The 1st verse that you cited I Samuel 9:15 says that "Saul will save my people from the hand of the Philistines". That concept goes along with the beginning of the verse that says that Samuel is to appoint him as a "prince" over my people.

In the beginning, as in I Samuel 13 (kudos to @Menachem), he did defeat the Philistines and saved Israel from their oppression. Note that the concept of saving them does not imply permanently vanquishing them.

But view chapter 15, esp. verse 26 where Samuel sates very emphatically that G-d had rejected Saul from becoming king. See Malbim's commentary on this verse. Essentially, he states a few concepts:

1 - It was G-d that appointed Saul king, not the people. 2 - Because of this, he was certainly bound to listen to G-d's commandments rather than the people's demand (regarding taking the spoils from Amalek.) Thus, he should have refused the people's request instead of relenting to them. 3 - Because he rejected G-d's word while he was king, he is not fit to be the king.

Thus, the kingship was taken away from Saul and given to "a friend who is better than you" (See verse 28.)

Granted, that Saul could have saved Israel from the Philistines as a "citizen" without being king. But, it's a given that the people were looking for a leader and a king to do the job. If he's no longer king, what would have been the likelihood that the people would have listened to him?

Furthermore, it seems a logical deduction, that if G-d had rejected him from being the king and G-d had appointed him, how could the people go against G-d and make him a continuing leader after the fact?

In short, kingship was a requirement to be able to save the people from the Philistines.
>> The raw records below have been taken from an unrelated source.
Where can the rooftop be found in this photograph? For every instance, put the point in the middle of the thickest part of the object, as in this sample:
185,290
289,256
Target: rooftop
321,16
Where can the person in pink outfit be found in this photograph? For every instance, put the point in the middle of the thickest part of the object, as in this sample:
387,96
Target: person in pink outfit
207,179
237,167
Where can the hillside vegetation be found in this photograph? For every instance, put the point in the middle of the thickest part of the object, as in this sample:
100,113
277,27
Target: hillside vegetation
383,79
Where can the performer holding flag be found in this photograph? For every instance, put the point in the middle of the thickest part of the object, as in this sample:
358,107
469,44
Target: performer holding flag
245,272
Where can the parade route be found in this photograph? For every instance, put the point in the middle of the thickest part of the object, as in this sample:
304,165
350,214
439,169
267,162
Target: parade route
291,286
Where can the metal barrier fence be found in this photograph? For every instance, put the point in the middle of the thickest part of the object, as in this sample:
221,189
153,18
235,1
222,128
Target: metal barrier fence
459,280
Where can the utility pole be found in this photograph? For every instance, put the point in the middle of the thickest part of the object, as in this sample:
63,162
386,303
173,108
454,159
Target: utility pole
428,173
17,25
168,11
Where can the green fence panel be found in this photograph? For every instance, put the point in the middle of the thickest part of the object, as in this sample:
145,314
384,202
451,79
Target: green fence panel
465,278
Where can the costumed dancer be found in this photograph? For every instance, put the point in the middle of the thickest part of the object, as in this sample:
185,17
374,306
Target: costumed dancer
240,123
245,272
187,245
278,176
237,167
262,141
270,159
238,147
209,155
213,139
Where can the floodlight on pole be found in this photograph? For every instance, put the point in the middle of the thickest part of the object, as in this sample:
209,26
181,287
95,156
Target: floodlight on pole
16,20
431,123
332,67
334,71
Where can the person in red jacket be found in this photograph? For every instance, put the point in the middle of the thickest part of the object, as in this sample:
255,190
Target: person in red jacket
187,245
After all, that is also what the people had initially requested from Samuel, that they wanted a king, specifically. See Chapter 8 verse 20 that implies that the people wanted one of the king's roles to be someone to fight the wars for them.

Note that Saul did not kill himself. He requested his war-tool carrier to kill him. (A fact that David did not excuse, BTW. See beginning of II Samuel.) The reason is that he didn't want the Philistines to make a mockery of him and claim victory by saying that they killed the king. (Technically, he still was "king" even though David had been annointed.) I don't see this action as being incompatible with the idea of saving Israel. In a sense, he did just that by saving Israel's honor. Note, incidentally, that even in his weakened state without the official kingship, his maddened mental state, and the fact that G-d was not supporting him, Saul still attempted to fight the Philistines and save Israel from their oppression.